El sábado 9 de mayo, Cochabamba fue escenario de un gran despliegue retórico. Más de 600 autoridades —gobernadores, alcaldes, legisladores y representantes sociales y empresariales— participaron en el denominado “Acuerdo Nacional para la Estabilidad y las Reformas”, convocado por el presidente Rodrigo Paz con la promesa de sentar las bases del futuro del país.
El mandatario afirmó que “la patria es el futuro, no el pasado”. La frase suena bien, pero dejó de lado algo esencial: el presente institucional y legal del país. Porque, mientras se hablaba de coordinación y reformas, se ignoró el principal mecanismo jurídico creado precisamente para articular al Gobierno central con las entidades territoriales autónomas.
El artículo 121 de la Ley N.º 031, Marco de Autonomías y Descentralización “Andrés Ibáñez”, establece mecanismos claros de coordinación intergubernamental. El principal es el Consejo Nacional de Autonomías (CNA), diseñado para reunir al Gobierno central con gobernadores, alcaldes y autoridades indígenas. A ello se suman el Servicio Estatal de Autonomías (SEA), los Consejos de Coordinación Sectorial, la planificación integral del Estado y los convenios intergubernativos.
Sin embargo, ninguno de esos instrumentos fue mencionado en la cumbre. El artículo 124 de la misma ley establece que el CNA debe reunirse al menos dos veces al año y que sus acuerdos deben traducirse en convenios vinculantes. Tiene reglamento, estructura y secretaría técnica. Lo que parece no tener es voluntad política para activarlo.
Lo ocurrido en Cochabamba no fue una sesión formal del CNA, sino una convocatoria discrecional del Ejecutivo, sin mecanismos legales activados, sin actas vinculantes y sin compromisos jurídicos concretos. Hasta ahora, los resultados se reducen a anuncios y conformación de comisiones.
El sociólogo Max Weber distinguía tres tipos de autoridad legítima: tradicional, carismática y racional-legal. En los Estados modernos, la estabilidad depende de esta última, basada en normas e instituciones.
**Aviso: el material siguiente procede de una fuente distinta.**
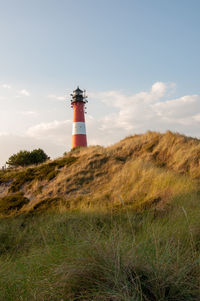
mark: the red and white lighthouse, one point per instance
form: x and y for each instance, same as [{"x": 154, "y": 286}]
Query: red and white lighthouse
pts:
[{"x": 78, "y": 101}]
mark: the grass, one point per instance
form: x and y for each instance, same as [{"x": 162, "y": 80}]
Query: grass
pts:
[
  {"x": 102, "y": 256},
  {"x": 117, "y": 223}
]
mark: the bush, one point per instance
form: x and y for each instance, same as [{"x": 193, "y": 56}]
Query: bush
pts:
[{"x": 25, "y": 158}]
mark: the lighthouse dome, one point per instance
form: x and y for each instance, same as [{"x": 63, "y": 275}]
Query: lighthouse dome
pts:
[{"x": 78, "y": 91}]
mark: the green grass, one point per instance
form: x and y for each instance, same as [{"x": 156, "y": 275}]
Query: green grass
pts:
[{"x": 103, "y": 256}]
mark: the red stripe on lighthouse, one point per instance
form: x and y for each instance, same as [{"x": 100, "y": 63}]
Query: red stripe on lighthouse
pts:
[
  {"x": 78, "y": 112},
  {"x": 78, "y": 131}
]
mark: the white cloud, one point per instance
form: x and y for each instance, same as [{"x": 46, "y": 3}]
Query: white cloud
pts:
[
  {"x": 6, "y": 86},
  {"x": 28, "y": 113},
  {"x": 53, "y": 96},
  {"x": 149, "y": 111},
  {"x": 57, "y": 131},
  {"x": 137, "y": 113},
  {"x": 24, "y": 92}
]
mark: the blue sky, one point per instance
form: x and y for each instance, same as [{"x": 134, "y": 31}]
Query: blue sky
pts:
[{"x": 115, "y": 49}]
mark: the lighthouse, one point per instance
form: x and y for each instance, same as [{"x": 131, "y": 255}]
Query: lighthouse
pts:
[{"x": 78, "y": 101}]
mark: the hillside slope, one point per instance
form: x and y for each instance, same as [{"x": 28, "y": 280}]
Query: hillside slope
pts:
[{"x": 141, "y": 171}]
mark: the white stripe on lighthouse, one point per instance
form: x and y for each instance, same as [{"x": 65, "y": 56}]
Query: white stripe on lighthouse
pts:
[{"x": 78, "y": 128}]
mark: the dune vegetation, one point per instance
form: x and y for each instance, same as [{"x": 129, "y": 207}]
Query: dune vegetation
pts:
[{"x": 115, "y": 223}]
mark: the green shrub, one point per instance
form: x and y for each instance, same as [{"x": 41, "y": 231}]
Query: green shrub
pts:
[{"x": 25, "y": 158}]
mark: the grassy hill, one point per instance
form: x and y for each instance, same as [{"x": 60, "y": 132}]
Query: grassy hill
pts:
[
  {"x": 139, "y": 172},
  {"x": 116, "y": 223}
]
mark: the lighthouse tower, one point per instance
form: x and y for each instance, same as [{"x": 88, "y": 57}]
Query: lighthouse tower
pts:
[{"x": 78, "y": 101}]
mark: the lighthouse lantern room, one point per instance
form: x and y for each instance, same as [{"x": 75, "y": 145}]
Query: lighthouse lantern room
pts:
[{"x": 78, "y": 101}]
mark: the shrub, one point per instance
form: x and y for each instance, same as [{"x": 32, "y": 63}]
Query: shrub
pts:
[{"x": 25, "y": 158}]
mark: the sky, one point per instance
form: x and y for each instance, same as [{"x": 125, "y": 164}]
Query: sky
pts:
[{"x": 137, "y": 59}]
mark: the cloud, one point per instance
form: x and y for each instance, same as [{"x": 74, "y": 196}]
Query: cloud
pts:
[
  {"x": 155, "y": 110},
  {"x": 6, "y": 86},
  {"x": 24, "y": 92},
  {"x": 53, "y": 96},
  {"x": 57, "y": 131},
  {"x": 150, "y": 110},
  {"x": 28, "y": 113}
]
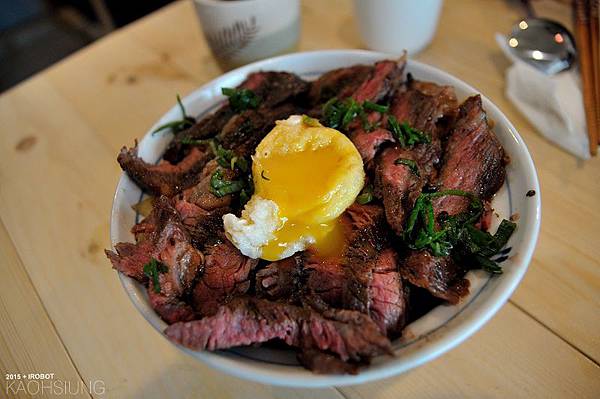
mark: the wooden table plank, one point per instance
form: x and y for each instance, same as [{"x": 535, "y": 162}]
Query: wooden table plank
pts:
[
  {"x": 60, "y": 134},
  {"x": 511, "y": 357},
  {"x": 28, "y": 341},
  {"x": 55, "y": 204}
]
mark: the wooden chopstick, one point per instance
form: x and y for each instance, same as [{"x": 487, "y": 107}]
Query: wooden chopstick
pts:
[
  {"x": 595, "y": 43},
  {"x": 583, "y": 37}
]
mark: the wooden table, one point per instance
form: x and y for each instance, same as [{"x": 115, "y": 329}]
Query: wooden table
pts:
[{"x": 62, "y": 308}]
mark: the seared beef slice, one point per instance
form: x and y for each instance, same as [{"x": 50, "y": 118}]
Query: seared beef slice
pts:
[
  {"x": 422, "y": 105},
  {"x": 164, "y": 178},
  {"x": 349, "y": 334},
  {"x": 373, "y": 285},
  {"x": 165, "y": 239},
  {"x": 473, "y": 162},
  {"x": 272, "y": 87},
  {"x": 225, "y": 276}
]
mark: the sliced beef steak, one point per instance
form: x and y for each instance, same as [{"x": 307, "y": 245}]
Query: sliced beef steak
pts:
[
  {"x": 165, "y": 239},
  {"x": 388, "y": 307},
  {"x": 225, "y": 276},
  {"x": 321, "y": 362},
  {"x": 348, "y": 334},
  {"x": 281, "y": 279},
  {"x": 422, "y": 105},
  {"x": 164, "y": 178},
  {"x": 325, "y": 277},
  {"x": 169, "y": 309},
  {"x": 473, "y": 161},
  {"x": 130, "y": 258},
  {"x": 202, "y": 196},
  {"x": 397, "y": 184},
  {"x": 439, "y": 275},
  {"x": 340, "y": 83},
  {"x": 368, "y": 143},
  {"x": 243, "y": 132},
  {"x": 372, "y": 282},
  {"x": 367, "y": 236},
  {"x": 384, "y": 79},
  {"x": 273, "y": 88}
]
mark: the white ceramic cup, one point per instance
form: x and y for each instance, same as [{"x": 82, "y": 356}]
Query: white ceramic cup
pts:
[
  {"x": 392, "y": 26},
  {"x": 242, "y": 31}
]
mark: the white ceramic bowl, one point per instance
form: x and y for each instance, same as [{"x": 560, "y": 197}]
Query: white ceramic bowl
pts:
[{"x": 435, "y": 333}]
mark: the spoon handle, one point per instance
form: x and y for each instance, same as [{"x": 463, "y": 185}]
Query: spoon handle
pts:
[
  {"x": 528, "y": 8},
  {"x": 595, "y": 42},
  {"x": 582, "y": 29}
]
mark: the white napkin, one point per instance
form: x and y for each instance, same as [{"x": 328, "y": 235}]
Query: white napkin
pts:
[{"x": 553, "y": 104}]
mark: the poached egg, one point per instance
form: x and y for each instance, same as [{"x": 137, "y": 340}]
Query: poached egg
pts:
[{"x": 305, "y": 175}]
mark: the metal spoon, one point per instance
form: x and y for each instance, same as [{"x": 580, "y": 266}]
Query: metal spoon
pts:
[{"x": 542, "y": 43}]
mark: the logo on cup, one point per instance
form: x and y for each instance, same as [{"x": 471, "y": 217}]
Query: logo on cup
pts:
[{"x": 228, "y": 41}]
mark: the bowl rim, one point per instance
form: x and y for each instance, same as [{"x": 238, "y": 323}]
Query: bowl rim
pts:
[{"x": 299, "y": 377}]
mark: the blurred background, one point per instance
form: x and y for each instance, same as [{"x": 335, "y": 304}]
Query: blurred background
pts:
[{"x": 35, "y": 34}]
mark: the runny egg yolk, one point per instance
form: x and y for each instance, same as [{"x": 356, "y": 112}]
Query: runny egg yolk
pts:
[{"x": 313, "y": 174}]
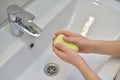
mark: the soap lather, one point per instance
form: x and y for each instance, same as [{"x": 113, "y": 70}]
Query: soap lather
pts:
[{"x": 59, "y": 39}]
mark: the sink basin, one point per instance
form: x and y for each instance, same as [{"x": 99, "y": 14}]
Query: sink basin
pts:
[{"x": 91, "y": 18}]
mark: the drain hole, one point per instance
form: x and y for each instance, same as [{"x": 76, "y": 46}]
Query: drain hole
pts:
[{"x": 51, "y": 69}]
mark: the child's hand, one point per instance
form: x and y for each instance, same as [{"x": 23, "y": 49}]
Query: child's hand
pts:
[
  {"x": 66, "y": 54},
  {"x": 84, "y": 44}
]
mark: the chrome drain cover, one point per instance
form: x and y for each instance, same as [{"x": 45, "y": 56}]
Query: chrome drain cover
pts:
[{"x": 51, "y": 69}]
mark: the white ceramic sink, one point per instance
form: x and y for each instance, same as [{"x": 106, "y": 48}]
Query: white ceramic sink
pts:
[{"x": 94, "y": 19}]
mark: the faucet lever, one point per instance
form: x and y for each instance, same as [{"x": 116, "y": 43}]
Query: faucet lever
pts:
[{"x": 21, "y": 21}]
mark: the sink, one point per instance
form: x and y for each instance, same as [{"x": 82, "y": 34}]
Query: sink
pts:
[{"x": 91, "y": 18}]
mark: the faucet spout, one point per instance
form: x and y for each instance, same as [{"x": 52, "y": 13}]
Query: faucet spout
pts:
[{"x": 22, "y": 22}]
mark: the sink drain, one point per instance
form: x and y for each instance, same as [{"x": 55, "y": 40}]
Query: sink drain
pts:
[{"x": 51, "y": 69}]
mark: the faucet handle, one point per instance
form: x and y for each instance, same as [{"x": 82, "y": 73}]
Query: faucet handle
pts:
[{"x": 16, "y": 11}]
Cuando un presidente convoca una cumbre nacional ignorando los mecanismos previstos por ley, deja de apoyarse en la institucionalidad y se desplaza hacia una legitimidad basada únicamente en la voluntad política del momento.
Weber advertía que ese tipo de autoridad se desgasta rápidamente porque depende de personas y no de instituciones. Y las personas pasan; las instituciones deberían permanecer.
La contradicción se vuelve aún más evidente cuando el mismo Gobierno anuncia demandas ante el Tribunal Constitucional Plurinacional contra artículos de la Ley de Autonomías por considerarlos “candados” para la gestión, mientras incumple simultáneamente las disposiciones de esa misma norma que facilitan la coordinación intergubernamental. La lógica es simple: si la ley incomoda, se la reforma; mientras tanto, se la cumple.
El politólogo Albert Hirschman describía la “trampa del discurso de la intransigencia”: reciclar diagnósticos dramáticos como sustituto de políticas concretas. Decir que “el país está quebrado” o que existe una “fractura institucional” puede generar impacto político, pero no resuelve problemas reales.
El presidente llegó a Cochabamba anunciando diez proyectos de ley. Sin embargo, proyectos no son políticas ejecutadas. Deben atravesar procesos legislativos, reglamentaciones y consensos. Mientras tanto, siguen sin respuesta preguntas urgentes: ¿qué hará el municipio que no puede pagar salarios?, ¿qué ocurrirá con las gobernaciones con proyectos paralizados?, ¿cómo y cuándo llegarán los recursos prometidos a las regiones?
Una cumbre sin actas vinculantes, sin plazos, sin indicadores y sin mecanismos de rendición de cuentas no constituye gobernanza efectiva. Es, sobre todo, un acto simbólico.
Si el Gobierno realmente quiere transformar la cumbre de Cochabamba en un hito histórico, el camino ya está trazado desde 2010: convocar formalmente al CNA, activar los consejos sectoriales, firmar convenios intergubernativos medibles y fortalecer el SEA como instancia técnica de seguimiento.
Bolivia no necesita más diagnósticos sobre la crisis. El país ya conoce sus problemas. Lo que necesita es que la legalidad deje de ser un discurso y se convierta en una práctica cotidiana del poder.
Cochabamba fue un gran encuentro político. Ahora falta lo más importante: que los anuncios se conviertan en acuerdos, los acuerdos en decretos y los decretos en resultados concretos para la población. Mientras eso no ocurra, la cumbre será apenas otra fotografía de promesas en la larga historia política boliviana.